1. Investors should first learn the basic knowledge of futures, such as futures trading standards, futures terminology, the use of trading software, formal analysis, etc. From this kind of learning, we should gradually improve our comprehensive trading ability, which can not be practiced overnight, but also can be obtained through continuous tempering in trading;

2. After mastering the analysis system and trading method of futures through study and training, don't rush to make firm trading. Because the outcome is not good for investors.

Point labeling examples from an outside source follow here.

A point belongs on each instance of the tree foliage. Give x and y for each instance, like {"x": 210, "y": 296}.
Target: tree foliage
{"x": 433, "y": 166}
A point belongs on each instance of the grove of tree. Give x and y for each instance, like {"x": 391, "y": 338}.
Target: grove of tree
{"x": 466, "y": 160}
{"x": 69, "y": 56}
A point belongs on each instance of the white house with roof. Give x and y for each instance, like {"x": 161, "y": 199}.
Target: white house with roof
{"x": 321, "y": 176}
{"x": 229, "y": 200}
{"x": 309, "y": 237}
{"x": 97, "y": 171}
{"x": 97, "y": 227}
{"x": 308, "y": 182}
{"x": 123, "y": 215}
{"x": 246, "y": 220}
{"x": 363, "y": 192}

Investors who do the right thing will think that the profit of futures trading is very simple, which leads to stubbornness and even desperate. If you do something wrong, investors think it's personal bad luck and don't know what went wrong. Investors can first conduct simulation operations, observe and summarize personal trading methods, and constantly gain experience from simulated trading;

3. When starting a real transaction, no matter how rich investors are and how confident they are in their personal trading methods, they need to start with the least assets. In a small number of asset transactions, it not only tests the feasibility of investors' trading methods, but also exercises their trading ability, thus accumulating trading experience;

4. If you encounter losses in the transaction, investors need to find the root cause and solution.

The above is about learning futures from scratch.

What is futures?

In short, terms refer to the future and commodities refer to commodities. As a financial derivative, futures are mainly used to hedge the risks arising from the spot trading market. Futures is a standardized contract developed from forward contracts, that is, signing contracts with others to buy forward products, and then achieving the purpose of spot arbitrage. Futures purchased in the exchange are standardized contracts selected by the futures exchange, indicating the transaction object, trading time, address, quantity, etc. The contract can be delivered in kind at the expiration.

Futures trading standard

1, futures are traded in T+0 mode, that is, futures bought on the same day can be sold on the same day;

2. Futures margin system, that is, investors can buy more collateral with a small amount of assets, which increases investors' income and expands investors' risks. Therefore, in the process of futures trading, investors had better operate lightly and set a stop-loss and profit-taking position.

This paper mainly studies the knowledge points about futures from scratch, and the content is for reference only.